Time for a change? So far we have had:
Police Constable, Supermodel, Brain Surgeon, Farmer, Electrician, Car Mechanic, MC Coach, Evil Henchperson, Museum Curator, Somellier, Relationship Counsellor, Blacksmith, Nuclear Physicist, Shepherd, Stand-up Comic, Prostitute, Speaking Clock, Personal Trainer, Anthropomorphic Personification, Pope, Prime Minister and Taxi Driver.
Please put an <hr> before the category title and make it bold and/or colourful as you desire. Feel free to ignore the suggestion if you have more to offer in this category!
DVD Store Salesperson
I would just like to say that, having read his last post, I never want accept a lift in Raak's car...
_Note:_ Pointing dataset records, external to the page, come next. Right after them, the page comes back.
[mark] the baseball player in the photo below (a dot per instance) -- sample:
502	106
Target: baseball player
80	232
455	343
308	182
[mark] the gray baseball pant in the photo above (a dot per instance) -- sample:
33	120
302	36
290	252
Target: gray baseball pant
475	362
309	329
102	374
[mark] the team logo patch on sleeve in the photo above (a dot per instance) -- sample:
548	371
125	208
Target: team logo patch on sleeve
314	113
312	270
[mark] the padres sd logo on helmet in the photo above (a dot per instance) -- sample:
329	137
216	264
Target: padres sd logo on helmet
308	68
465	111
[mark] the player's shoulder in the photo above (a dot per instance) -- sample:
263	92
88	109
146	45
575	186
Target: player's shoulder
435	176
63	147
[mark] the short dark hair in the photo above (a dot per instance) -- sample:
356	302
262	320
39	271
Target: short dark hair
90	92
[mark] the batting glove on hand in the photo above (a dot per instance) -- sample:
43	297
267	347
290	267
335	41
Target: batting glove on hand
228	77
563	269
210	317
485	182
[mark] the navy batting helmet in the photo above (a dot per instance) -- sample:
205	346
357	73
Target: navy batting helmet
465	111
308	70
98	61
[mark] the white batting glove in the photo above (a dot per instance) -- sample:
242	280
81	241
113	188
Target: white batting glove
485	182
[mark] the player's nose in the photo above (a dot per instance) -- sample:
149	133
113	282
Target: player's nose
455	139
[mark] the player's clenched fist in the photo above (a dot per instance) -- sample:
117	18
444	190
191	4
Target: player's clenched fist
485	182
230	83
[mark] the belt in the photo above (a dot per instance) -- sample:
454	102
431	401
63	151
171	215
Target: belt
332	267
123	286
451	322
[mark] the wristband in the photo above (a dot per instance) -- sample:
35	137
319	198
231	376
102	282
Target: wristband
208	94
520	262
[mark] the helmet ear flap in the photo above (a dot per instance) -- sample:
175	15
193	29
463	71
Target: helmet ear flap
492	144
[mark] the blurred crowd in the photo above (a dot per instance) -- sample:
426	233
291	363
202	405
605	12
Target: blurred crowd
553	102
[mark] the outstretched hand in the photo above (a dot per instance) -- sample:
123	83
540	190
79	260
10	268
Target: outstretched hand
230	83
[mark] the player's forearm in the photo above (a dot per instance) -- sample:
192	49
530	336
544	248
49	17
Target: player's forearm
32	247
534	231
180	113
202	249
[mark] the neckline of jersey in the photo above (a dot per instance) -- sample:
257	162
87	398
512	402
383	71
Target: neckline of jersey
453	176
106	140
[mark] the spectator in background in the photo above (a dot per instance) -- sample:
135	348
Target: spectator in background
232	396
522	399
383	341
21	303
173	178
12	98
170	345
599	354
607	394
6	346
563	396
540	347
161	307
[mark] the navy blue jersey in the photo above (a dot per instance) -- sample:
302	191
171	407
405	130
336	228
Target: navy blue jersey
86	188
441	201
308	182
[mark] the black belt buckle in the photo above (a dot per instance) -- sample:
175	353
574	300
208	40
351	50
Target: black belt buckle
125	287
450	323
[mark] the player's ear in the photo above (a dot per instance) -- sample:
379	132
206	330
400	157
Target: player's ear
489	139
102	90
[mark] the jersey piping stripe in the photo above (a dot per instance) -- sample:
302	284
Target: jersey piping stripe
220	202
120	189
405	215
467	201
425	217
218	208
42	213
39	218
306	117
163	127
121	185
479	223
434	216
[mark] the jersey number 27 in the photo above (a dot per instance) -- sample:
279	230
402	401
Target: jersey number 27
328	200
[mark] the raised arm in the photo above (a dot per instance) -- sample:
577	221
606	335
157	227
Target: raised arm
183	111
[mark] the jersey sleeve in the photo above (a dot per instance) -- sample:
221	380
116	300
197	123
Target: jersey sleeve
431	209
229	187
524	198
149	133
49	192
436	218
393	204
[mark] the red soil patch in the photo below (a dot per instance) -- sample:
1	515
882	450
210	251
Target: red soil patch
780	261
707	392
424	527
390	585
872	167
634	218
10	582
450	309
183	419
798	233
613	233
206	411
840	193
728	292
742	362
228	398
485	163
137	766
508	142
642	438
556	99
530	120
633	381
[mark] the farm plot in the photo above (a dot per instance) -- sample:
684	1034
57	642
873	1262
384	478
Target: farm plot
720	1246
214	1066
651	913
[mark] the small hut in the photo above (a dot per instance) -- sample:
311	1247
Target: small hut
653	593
So I take it you've never heard of bittorrent then?
DVD's are rubbish, everyone knows that. For real quality you can't beat a videocassette, the colours are so much richer, and they don't wear out, not if you treat them properly. DVD's, you can get fingerprints and cat pee all over them and they still play, what sort of quality is that?
CD? DVD? So what's the difference?
I can't recommend "Robin Hood: Men in Tights" strongly enough.
I know where to get it, if you want it.
If you're looking for the 'real cinema experience', I've got some here that were filmed from the back row...
Sorry, I was just in the back room. Ah, let me just wash my hands.
"Of course, this model at £249 gives a much sharper image, which you are bound to appreciate on your 42" LCD screen." Ace filth, Phil
Hardcore kiddie porn sir? I've got just the thing. Sorry I'm shouting sir, it's a nervous illness.
We've got this boxed set of 17 DVDs, each with a peculiar Easter Egg...
[Phil] I'm glad I read that before I lifted my coffee to my lips!
[UK] I wish I understood it.
[IS,P] You'd need to watch the excellent Doctor Who episode Blink.
[UK] I have downloaded same and will be watching it as soon as the exam season is over.
Sorry, sir, we're right out of brown envelopes, here's a clear plastic bag.
Oscars schmoscars, sir. What's important is the nude wimmin on the cover.
[UK] :-)
[Software] If only you knew the quantity of filth that I don't post because it's way beyond what common decency permits!

Have I got snatch? Come over 'ere and say that sunshine!
Sorry, Chitty-Chitty-Bang-Bang is out, maybe you'd like this one, Anal Invaders 3.